У каждого из нас есть какое-нибудь любимое словечко — у меня, например, «гениально», а у Авербаха — «прелестно». По любому случаю он всегда прибавлял это свое любимое «прелестно».
Когда я приезжала в Ленинград, то любила заходить к ним в гости. Мне нравилась их тесная, с красной мебелью квартира. Огромный балкон, вернее, терраса, где Ксения Владимировна разводила цветы. Ксения Владимировна Куракина — мать Ильи, актриса, очень красивая женщина с ухоженными седыми волосами, с маникюром, с манерностью петербуржской дамы.
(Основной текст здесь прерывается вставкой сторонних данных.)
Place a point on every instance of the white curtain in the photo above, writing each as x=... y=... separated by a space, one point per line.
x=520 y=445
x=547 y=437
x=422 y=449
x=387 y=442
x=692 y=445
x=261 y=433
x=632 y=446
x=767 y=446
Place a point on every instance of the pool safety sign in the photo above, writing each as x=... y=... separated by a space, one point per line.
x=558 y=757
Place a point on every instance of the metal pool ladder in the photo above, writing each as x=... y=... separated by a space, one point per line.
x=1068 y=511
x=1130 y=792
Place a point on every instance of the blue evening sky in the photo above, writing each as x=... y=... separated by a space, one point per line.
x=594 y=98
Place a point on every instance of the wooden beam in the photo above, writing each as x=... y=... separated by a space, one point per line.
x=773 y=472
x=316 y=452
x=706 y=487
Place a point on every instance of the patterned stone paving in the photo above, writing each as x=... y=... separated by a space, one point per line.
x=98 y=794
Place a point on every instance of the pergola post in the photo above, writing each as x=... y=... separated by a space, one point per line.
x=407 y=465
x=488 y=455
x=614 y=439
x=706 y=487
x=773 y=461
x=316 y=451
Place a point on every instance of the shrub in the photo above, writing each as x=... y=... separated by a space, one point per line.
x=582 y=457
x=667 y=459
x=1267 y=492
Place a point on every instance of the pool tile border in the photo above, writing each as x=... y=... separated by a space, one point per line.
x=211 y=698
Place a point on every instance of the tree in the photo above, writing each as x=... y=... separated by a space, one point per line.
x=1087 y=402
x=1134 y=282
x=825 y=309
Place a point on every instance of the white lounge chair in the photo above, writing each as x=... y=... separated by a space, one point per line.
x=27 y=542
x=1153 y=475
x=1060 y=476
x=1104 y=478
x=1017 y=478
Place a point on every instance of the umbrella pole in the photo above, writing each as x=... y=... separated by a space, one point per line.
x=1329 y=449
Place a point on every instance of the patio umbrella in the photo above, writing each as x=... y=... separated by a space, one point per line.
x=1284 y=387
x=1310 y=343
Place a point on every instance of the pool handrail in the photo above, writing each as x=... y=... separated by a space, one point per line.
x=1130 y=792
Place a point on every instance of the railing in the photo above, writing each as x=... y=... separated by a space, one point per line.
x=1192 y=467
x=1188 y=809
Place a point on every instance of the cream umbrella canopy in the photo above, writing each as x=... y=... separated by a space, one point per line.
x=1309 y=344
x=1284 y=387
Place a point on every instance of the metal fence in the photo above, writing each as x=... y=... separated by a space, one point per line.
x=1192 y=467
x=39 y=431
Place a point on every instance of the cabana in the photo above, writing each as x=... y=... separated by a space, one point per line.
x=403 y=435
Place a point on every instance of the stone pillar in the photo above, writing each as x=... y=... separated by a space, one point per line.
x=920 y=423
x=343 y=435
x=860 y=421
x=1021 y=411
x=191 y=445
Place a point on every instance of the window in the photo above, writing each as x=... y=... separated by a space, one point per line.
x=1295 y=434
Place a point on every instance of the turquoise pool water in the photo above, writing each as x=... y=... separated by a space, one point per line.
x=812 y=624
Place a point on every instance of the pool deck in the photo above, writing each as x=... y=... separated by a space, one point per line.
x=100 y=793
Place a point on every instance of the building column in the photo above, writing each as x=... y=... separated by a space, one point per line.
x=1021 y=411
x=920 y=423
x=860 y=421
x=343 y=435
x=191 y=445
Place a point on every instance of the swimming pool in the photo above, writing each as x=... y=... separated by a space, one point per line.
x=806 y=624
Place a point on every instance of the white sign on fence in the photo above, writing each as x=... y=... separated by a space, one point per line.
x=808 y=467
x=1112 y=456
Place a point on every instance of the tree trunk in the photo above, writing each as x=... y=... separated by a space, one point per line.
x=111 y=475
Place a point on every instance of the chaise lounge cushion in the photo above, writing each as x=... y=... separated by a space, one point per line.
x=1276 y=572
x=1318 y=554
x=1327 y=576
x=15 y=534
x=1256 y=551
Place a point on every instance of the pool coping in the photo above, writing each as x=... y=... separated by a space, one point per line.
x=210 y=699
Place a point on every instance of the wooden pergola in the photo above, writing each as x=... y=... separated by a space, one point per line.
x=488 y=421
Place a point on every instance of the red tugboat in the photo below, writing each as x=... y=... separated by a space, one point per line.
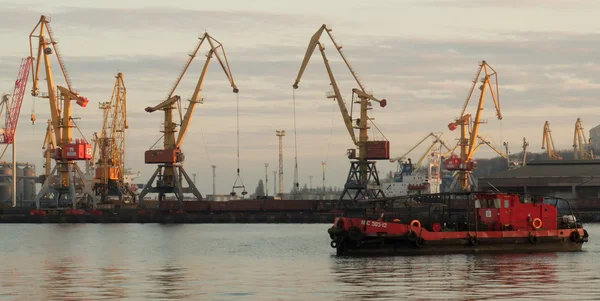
x=458 y=223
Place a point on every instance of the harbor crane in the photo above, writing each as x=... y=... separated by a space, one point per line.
x=12 y=107
x=363 y=180
x=581 y=148
x=109 y=178
x=64 y=184
x=469 y=129
x=548 y=143
x=170 y=158
x=525 y=145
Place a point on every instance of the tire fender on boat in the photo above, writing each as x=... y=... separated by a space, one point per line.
x=473 y=240
x=536 y=223
x=532 y=238
x=415 y=223
x=355 y=233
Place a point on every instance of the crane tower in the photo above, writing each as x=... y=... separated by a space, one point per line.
x=363 y=179
x=280 y=134
x=65 y=183
x=109 y=177
x=170 y=173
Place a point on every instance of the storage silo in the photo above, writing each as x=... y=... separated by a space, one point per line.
x=5 y=184
x=29 y=184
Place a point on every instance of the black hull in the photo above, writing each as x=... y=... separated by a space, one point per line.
x=388 y=247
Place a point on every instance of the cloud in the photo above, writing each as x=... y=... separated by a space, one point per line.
x=543 y=76
x=562 y=4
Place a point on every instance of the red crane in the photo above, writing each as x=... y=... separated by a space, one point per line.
x=14 y=108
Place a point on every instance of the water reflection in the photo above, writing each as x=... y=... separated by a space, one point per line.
x=265 y=262
x=443 y=276
x=167 y=283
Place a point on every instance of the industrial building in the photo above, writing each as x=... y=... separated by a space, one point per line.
x=26 y=180
x=569 y=179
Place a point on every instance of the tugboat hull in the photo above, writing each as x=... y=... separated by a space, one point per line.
x=385 y=247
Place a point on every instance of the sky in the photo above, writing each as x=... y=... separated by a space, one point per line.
x=420 y=55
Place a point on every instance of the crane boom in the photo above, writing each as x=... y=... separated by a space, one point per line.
x=413 y=148
x=581 y=147
x=468 y=138
x=338 y=97
x=170 y=170
x=548 y=143
x=361 y=171
x=14 y=108
x=72 y=184
x=497 y=150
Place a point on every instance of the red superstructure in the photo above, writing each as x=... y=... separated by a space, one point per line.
x=493 y=222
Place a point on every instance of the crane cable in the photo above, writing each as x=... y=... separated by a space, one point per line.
x=296 y=187
x=330 y=131
x=235 y=184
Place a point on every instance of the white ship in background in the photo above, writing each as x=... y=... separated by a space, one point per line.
x=414 y=179
x=129 y=178
x=411 y=179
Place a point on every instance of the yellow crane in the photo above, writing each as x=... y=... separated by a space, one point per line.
x=548 y=143
x=464 y=164
x=110 y=170
x=525 y=145
x=170 y=170
x=65 y=183
x=581 y=147
x=363 y=180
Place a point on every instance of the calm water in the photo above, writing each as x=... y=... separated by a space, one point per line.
x=266 y=262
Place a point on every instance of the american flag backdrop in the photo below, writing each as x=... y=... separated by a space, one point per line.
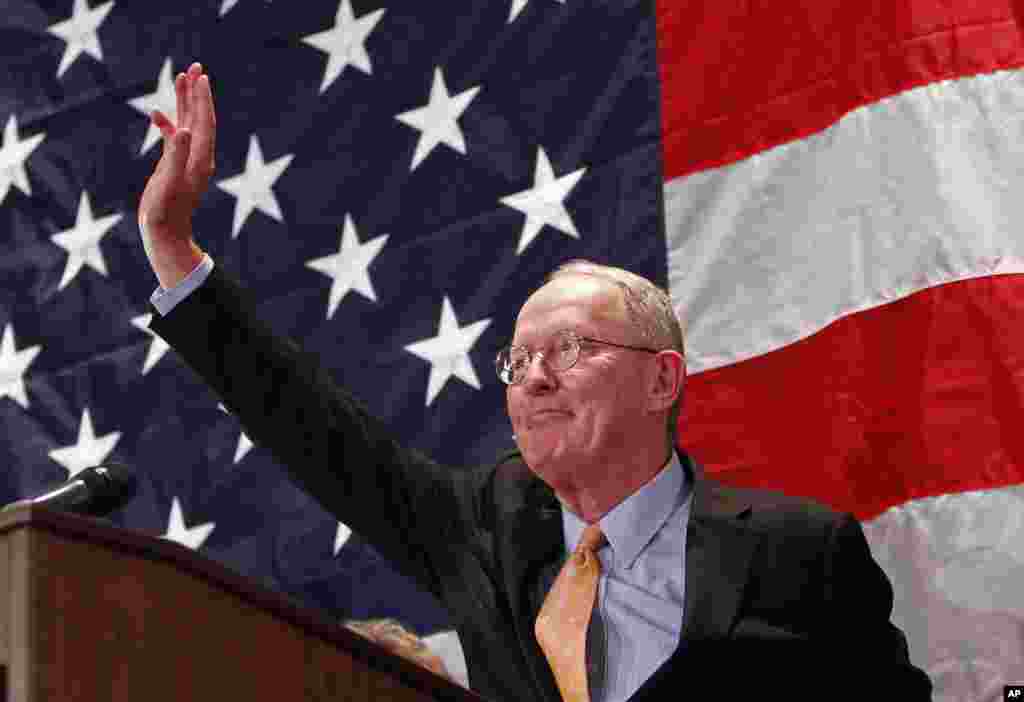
x=828 y=187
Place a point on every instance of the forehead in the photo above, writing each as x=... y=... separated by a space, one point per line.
x=583 y=303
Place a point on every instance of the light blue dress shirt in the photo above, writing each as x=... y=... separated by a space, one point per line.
x=640 y=593
x=165 y=300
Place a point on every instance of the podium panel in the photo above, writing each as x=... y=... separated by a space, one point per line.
x=91 y=612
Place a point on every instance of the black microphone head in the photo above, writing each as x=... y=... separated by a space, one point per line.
x=111 y=486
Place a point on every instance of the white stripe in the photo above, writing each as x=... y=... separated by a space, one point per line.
x=956 y=563
x=919 y=189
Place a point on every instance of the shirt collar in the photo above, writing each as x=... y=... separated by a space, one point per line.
x=631 y=525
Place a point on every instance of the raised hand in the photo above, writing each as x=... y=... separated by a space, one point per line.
x=181 y=176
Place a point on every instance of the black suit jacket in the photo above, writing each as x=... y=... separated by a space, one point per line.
x=781 y=595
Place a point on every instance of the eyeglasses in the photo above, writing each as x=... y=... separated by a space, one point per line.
x=561 y=354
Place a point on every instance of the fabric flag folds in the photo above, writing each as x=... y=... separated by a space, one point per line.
x=843 y=195
x=828 y=187
x=393 y=178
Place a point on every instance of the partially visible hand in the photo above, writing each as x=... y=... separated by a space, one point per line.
x=181 y=176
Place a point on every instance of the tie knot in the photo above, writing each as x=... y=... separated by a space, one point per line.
x=592 y=539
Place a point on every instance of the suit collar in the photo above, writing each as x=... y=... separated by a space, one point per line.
x=719 y=549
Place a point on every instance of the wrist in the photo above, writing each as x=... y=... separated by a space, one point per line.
x=172 y=260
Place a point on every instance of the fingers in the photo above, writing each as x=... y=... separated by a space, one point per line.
x=186 y=94
x=205 y=129
x=179 y=145
x=164 y=124
x=181 y=98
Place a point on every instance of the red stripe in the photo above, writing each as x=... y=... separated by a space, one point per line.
x=918 y=398
x=741 y=77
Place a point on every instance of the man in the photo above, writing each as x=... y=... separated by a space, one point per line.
x=681 y=583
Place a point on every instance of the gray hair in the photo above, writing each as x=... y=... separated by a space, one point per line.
x=648 y=307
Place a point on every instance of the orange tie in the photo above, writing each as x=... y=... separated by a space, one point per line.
x=561 y=625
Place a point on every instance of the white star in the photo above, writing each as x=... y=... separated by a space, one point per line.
x=163 y=98
x=449 y=351
x=82 y=240
x=348 y=267
x=186 y=536
x=252 y=186
x=226 y=5
x=158 y=347
x=437 y=120
x=517 y=6
x=344 y=42
x=80 y=32
x=245 y=443
x=13 y=154
x=12 y=366
x=341 y=537
x=543 y=204
x=88 y=450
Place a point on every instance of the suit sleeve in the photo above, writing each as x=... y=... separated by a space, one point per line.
x=859 y=601
x=414 y=511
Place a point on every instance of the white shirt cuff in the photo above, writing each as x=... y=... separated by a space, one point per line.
x=165 y=300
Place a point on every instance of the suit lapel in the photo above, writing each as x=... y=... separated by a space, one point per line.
x=531 y=549
x=719 y=547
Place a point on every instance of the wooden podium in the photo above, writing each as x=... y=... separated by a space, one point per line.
x=92 y=612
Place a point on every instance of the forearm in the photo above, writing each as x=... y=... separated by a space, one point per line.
x=338 y=452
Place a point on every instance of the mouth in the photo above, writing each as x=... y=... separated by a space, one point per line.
x=543 y=415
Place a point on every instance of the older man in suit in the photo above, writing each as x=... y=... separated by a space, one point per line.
x=595 y=563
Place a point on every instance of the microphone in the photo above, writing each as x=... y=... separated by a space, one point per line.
x=96 y=491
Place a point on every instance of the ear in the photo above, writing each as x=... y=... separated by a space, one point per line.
x=667 y=380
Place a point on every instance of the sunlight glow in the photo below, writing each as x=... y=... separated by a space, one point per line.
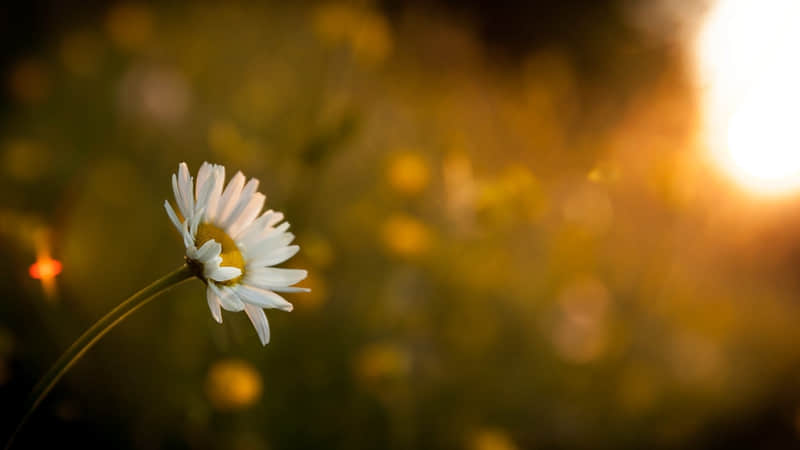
x=45 y=269
x=749 y=66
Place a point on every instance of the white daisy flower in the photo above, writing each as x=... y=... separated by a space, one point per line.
x=230 y=247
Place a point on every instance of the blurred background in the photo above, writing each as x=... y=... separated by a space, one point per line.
x=545 y=224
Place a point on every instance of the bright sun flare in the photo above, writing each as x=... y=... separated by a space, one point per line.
x=749 y=59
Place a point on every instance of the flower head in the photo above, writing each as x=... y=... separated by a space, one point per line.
x=230 y=246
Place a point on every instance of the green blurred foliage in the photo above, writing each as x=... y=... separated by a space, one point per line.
x=500 y=257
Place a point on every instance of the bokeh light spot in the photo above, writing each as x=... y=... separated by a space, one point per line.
x=233 y=384
x=749 y=71
x=45 y=269
x=408 y=173
x=405 y=236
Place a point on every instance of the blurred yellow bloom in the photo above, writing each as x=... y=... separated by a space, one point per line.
x=25 y=160
x=408 y=173
x=492 y=439
x=233 y=384
x=130 y=25
x=81 y=53
x=366 y=32
x=317 y=250
x=405 y=235
x=580 y=333
x=382 y=360
x=29 y=81
x=316 y=297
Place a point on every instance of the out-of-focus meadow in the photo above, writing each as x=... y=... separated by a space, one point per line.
x=508 y=248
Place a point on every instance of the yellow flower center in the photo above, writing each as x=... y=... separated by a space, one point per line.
x=231 y=256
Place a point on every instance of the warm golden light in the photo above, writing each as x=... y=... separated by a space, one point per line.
x=750 y=71
x=44 y=269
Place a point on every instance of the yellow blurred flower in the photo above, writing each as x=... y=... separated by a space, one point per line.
x=81 y=52
x=130 y=25
x=233 y=384
x=25 y=160
x=364 y=31
x=405 y=236
x=382 y=360
x=408 y=173
x=317 y=250
x=492 y=439
x=29 y=81
x=316 y=297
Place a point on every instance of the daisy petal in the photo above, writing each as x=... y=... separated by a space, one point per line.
x=259 y=320
x=270 y=277
x=290 y=289
x=182 y=205
x=215 y=193
x=225 y=273
x=185 y=187
x=248 y=214
x=172 y=216
x=227 y=298
x=210 y=249
x=202 y=177
x=230 y=197
x=244 y=199
x=262 y=298
x=213 y=303
x=275 y=257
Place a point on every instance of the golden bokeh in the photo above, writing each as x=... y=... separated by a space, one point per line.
x=233 y=384
x=406 y=236
x=408 y=173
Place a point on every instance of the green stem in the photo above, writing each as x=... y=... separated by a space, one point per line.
x=92 y=335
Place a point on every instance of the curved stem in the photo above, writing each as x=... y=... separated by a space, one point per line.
x=92 y=335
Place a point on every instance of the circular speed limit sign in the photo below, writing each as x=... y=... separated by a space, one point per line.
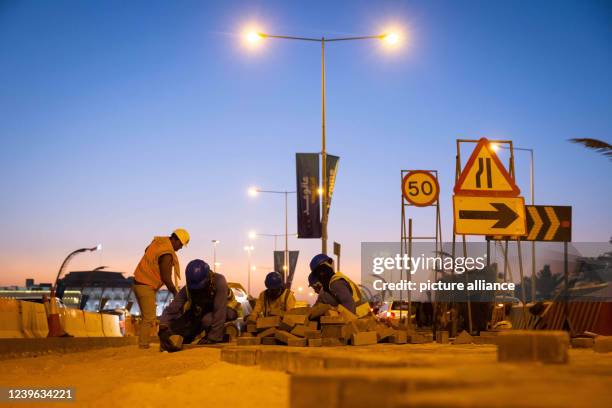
x=420 y=188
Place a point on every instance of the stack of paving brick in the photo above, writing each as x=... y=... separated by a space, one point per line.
x=335 y=328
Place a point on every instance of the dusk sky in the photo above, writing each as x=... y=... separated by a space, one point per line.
x=124 y=120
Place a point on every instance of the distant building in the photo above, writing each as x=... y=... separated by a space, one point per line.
x=87 y=290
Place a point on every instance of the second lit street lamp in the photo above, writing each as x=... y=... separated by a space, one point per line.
x=254 y=37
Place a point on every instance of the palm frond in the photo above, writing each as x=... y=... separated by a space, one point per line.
x=597 y=145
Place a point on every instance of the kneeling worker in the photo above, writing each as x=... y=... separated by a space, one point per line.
x=153 y=271
x=200 y=305
x=275 y=300
x=342 y=290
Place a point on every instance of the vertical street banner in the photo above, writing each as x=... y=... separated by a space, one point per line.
x=308 y=204
x=332 y=170
x=279 y=262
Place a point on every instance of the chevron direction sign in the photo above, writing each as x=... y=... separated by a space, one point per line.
x=551 y=223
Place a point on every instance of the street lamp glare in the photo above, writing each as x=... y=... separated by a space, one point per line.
x=254 y=37
x=391 y=38
x=253 y=191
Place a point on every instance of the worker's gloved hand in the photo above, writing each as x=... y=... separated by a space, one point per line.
x=206 y=340
x=165 y=341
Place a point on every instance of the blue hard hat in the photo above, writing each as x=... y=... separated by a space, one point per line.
x=196 y=273
x=320 y=259
x=312 y=279
x=274 y=280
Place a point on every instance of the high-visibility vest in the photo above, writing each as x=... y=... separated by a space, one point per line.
x=277 y=306
x=362 y=307
x=147 y=271
x=232 y=303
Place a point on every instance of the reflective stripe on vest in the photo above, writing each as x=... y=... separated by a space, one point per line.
x=147 y=271
x=362 y=307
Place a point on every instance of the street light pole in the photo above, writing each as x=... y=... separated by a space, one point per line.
x=392 y=39
x=63 y=266
x=248 y=249
x=532 y=190
x=215 y=243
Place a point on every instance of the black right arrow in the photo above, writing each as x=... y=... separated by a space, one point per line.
x=504 y=215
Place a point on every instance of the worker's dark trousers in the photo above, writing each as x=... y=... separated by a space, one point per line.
x=189 y=326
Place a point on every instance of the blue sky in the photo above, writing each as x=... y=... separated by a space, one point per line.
x=123 y=120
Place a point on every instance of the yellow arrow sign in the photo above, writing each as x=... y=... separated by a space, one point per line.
x=489 y=215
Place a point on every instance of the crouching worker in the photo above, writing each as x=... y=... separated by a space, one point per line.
x=337 y=288
x=275 y=300
x=199 y=306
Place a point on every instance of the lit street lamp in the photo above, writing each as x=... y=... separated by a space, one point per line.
x=70 y=255
x=253 y=191
x=391 y=39
x=249 y=249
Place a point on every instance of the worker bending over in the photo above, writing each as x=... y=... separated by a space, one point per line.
x=153 y=271
x=275 y=300
x=323 y=296
x=199 y=306
x=342 y=290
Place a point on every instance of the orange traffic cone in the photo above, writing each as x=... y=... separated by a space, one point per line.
x=55 y=326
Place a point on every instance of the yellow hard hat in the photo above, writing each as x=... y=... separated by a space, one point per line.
x=182 y=235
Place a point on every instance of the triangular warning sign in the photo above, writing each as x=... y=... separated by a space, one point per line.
x=485 y=175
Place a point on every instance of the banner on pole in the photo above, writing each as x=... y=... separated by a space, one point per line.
x=308 y=204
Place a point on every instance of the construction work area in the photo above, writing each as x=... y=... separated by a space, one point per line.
x=389 y=375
И уклад семьи их мне нравился — с обедом и ужином в положенные часы, с «литературными» разговорами за чаем — то, чего у меня никогда не было.
«Джентльменство» Авербаха — его воспитанность, благородство, образованность, доброжелательность, остроумие, — я думаю, хоть и были его отличительной чертой от нас, московских, но не главной. Главное — он был интеллигентом со всеми отсюда вытекающими последствиями: и перепады настроения, и неуверенность в себе, и самоедство, и ненасытность знания — понять, что «за чертой».
У Авербаха было особое свойство — он умел заключать в себе целый мир самых противоположных интересов, умел отдаваться каждому всецело и с легкостью переходить от одного к другому. Он общался на равных с самыми разными по профессии и по интересам людьми. Но это не была всеядность, а какая-то духовная ненасытность, вернее, неуспокоенность, доходящая иногда до смятения души… На протяжении двадцати лет, что я его знала, состояние встревоженности у него росло. Хотя внешне это могло никак не выражаться.
Я отчетливо помню осенний солнечный день в Пушкино, куда мы поехали гулять с ним, его дочерью и моим мужем. И хоть день по внешним приметам был неудачный: при выходе из парка сторож грубо отобрал желтые листья, которые мы с Машей собирали на земле, нас не пускали в ресторан обедать, захлопнулась и не открывалась дверь машины (ключ остался внутри) и еще что-то — на такие «мелочи жизни» часто реагируешь излишне болезненно, но в тот день они нас почему-то не трогали. Мы смеялись до слез, бегали, читали стихи, у Авербаха было удивительно спокойное, тихое и доброе выражение лица. Хотя тогда, я знала, он переживал сильный душевный кризис.